Los analistas encontraron una serie de escenarios de riesgo existentes y potenciales, cada uno de los cuales podría ser explotado. Entre estos se incluyen:
- Infraestructura conectada expuesta. Los analistas encontraron una vulnerabilidad grave y varias configuraciones erróneas serias en una plataforma de administración online muy popular en equipos médicos, que podrían dar acceso a un atacante a datos confidenciales y a procedimientos de tratamiento.
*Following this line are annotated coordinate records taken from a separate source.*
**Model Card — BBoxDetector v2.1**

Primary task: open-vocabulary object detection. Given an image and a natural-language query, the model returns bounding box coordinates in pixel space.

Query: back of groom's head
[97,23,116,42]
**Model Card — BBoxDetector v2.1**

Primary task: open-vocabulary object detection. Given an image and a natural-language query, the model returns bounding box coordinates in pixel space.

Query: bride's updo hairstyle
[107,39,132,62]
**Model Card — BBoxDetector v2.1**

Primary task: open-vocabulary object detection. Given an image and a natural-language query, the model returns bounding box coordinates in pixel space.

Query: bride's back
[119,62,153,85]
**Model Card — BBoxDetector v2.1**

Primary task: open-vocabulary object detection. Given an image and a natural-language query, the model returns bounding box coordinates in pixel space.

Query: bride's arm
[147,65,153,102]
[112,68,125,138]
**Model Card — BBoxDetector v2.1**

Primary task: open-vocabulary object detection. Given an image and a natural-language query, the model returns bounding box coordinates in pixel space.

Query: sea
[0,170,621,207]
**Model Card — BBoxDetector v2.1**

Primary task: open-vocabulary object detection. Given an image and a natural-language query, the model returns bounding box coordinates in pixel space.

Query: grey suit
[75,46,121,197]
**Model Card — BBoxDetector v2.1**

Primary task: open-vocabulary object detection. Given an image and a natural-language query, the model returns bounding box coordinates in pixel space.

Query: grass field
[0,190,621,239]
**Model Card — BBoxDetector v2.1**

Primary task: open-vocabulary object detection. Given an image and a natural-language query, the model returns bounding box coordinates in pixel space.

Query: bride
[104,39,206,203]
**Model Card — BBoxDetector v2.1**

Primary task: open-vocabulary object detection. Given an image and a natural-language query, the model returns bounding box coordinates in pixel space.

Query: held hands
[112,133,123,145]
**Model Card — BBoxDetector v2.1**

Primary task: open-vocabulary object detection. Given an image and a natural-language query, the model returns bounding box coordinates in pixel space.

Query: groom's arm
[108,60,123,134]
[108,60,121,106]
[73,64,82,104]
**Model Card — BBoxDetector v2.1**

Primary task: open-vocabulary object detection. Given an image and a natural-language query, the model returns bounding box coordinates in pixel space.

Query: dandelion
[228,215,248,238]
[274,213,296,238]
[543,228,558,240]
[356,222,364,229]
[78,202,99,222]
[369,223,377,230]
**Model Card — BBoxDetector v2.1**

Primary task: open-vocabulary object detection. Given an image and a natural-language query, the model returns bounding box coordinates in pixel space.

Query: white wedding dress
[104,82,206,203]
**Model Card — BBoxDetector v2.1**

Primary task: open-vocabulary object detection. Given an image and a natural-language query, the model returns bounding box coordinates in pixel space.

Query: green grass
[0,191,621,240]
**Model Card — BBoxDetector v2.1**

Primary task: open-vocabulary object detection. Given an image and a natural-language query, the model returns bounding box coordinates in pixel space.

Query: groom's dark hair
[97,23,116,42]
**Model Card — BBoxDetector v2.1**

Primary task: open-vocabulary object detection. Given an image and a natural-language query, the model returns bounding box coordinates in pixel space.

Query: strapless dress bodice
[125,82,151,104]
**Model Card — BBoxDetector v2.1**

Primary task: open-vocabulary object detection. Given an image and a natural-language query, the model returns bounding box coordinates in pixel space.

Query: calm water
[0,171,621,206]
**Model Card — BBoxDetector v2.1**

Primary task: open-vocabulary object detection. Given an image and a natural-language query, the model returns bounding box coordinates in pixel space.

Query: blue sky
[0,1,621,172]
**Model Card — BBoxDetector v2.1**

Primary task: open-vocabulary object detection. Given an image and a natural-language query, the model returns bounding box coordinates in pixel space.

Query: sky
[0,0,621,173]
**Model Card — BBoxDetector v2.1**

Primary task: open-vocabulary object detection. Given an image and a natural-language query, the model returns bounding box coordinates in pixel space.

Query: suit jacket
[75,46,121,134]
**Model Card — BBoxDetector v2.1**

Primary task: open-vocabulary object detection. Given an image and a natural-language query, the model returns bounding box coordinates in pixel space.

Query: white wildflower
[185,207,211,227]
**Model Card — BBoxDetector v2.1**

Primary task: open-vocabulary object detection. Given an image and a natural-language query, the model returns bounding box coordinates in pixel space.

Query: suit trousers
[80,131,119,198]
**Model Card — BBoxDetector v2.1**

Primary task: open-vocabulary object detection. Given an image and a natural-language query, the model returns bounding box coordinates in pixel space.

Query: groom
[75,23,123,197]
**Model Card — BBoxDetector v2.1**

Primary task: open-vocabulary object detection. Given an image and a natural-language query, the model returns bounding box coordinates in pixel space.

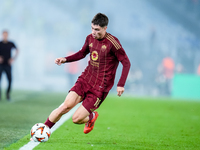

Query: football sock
[44,118,55,129]
[89,112,95,121]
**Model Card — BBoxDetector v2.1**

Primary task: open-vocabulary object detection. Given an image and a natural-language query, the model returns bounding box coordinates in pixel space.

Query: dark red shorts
[70,78,108,113]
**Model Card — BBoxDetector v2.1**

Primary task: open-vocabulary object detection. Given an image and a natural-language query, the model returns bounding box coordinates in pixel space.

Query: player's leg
[72,92,101,133]
[45,91,82,128]
[72,105,90,124]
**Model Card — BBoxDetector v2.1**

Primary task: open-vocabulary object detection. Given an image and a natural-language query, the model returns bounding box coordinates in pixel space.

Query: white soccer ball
[31,123,51,142]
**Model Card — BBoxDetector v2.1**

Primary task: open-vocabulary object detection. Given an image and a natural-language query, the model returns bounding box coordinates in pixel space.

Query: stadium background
[0,0,200,98]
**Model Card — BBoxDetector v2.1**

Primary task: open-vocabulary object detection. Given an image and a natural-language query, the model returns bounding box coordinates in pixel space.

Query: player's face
[91,23,107,40]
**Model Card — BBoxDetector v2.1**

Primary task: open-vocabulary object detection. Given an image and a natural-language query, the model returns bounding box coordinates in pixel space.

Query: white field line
[19,104,80,150]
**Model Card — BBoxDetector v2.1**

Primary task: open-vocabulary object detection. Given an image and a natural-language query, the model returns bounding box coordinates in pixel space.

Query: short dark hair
[92,13,108,27]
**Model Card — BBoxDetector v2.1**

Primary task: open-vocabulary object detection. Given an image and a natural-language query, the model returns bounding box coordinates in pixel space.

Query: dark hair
[92,13,108,27]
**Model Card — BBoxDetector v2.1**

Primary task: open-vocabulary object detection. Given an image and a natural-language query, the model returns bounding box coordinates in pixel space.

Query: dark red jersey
[65,33,130,92]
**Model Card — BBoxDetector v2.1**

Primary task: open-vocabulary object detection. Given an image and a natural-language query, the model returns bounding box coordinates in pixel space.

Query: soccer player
[45,13,130,134]
[0,30,19,101]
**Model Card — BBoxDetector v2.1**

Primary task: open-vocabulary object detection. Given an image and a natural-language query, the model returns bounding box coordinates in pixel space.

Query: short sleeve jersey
[0,41,16,64]
[66,33,129,92]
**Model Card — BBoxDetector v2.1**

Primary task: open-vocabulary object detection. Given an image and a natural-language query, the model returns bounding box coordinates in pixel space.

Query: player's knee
[58,105,71,115]
[72,115,82,124]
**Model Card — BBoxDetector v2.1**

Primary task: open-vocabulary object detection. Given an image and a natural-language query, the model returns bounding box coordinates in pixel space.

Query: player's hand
[8,58,14,65]
[55,57,67,65]
[117,86,124,96]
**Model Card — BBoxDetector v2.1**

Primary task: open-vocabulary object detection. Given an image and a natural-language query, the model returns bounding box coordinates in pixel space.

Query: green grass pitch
[0,92,200,150]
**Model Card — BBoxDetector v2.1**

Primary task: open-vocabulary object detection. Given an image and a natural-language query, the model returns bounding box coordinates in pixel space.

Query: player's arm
[55,37,89,65]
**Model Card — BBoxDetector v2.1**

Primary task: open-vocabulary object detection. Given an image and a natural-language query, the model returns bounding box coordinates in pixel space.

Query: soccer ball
[31,123,51,142]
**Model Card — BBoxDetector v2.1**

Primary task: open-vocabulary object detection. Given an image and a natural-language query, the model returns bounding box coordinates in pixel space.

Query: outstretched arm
[55,57,66,66]
[117,56,131,96]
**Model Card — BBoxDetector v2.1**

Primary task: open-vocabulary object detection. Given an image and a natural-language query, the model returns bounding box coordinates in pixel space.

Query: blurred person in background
[0,30,19,101]
[197,64,200,76]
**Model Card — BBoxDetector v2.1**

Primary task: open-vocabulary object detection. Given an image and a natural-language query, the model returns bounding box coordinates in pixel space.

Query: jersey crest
[89,43,93,47]
[106,34,121,50]
[91,51,98,61]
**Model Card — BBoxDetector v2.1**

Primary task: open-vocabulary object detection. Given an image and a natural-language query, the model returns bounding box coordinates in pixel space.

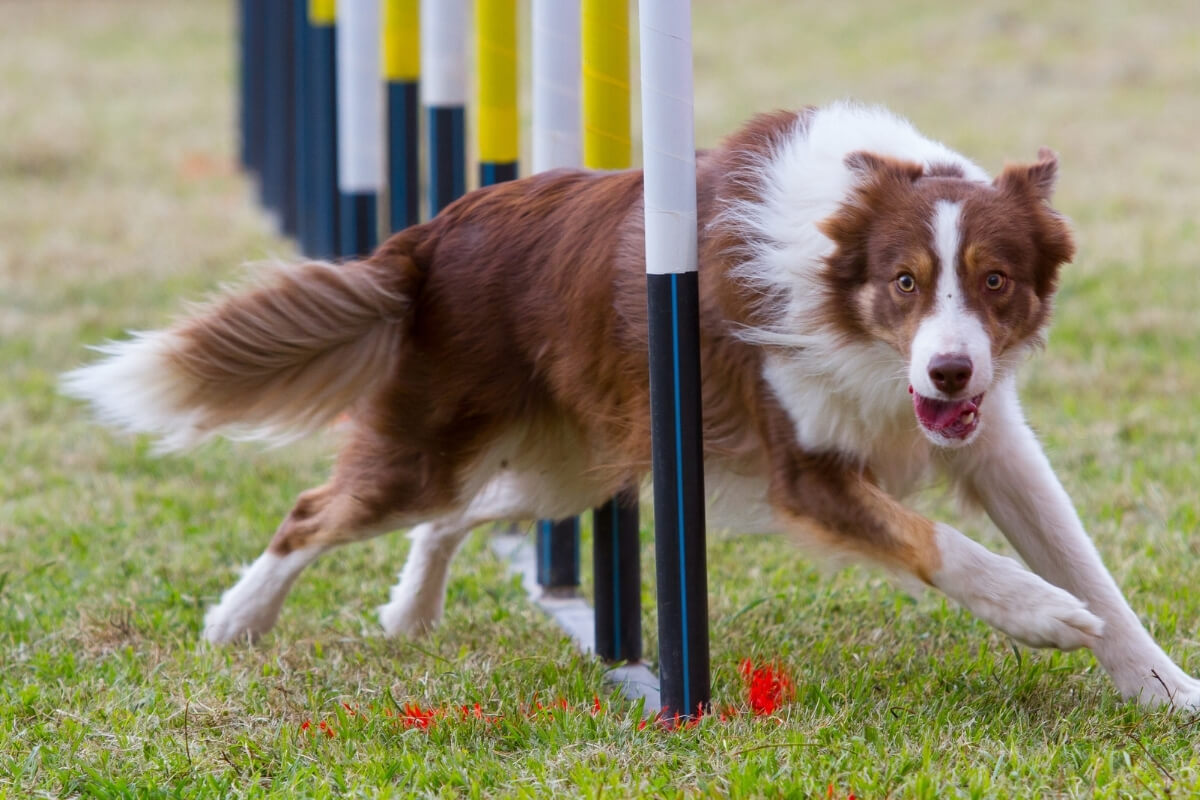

- Una transferencia de datos insegura o sin cifrar entre el implante, el software y cualquier red asociada podría permitir la manipulación maliciosa de un paciente o incluso de grupos completos de implantes (y pacientes) conectados a la misma infraestructura. La manipulación podría provocar unos cambios en la configuración que causaran dolor, parálisis o el robo de datos personales privados y confidenciales.
- Limitaciones en el diseño ya que prima la seguridad del paciente. Los médicos necesitan controlar un implante en situaciones de emergencia, por ejemplo cuando un paciente ingresa en un hospital lejos de su centro habitual. Esto impide que se utilicen contraseñas que no sean ampliamente conocida por los profesionales médicos. Además, significa que, de manera predeterminada, dichos implantes deben equiparse con un software “backdoor”.
- Comportamiento inseguro por parte del personal médico. Los programadores de software crítico para pacientes lo entregaban con contraseñas predeterminadas utilizadas para navegar por internet, o incluyendo apps adicionales descargadas en el programa.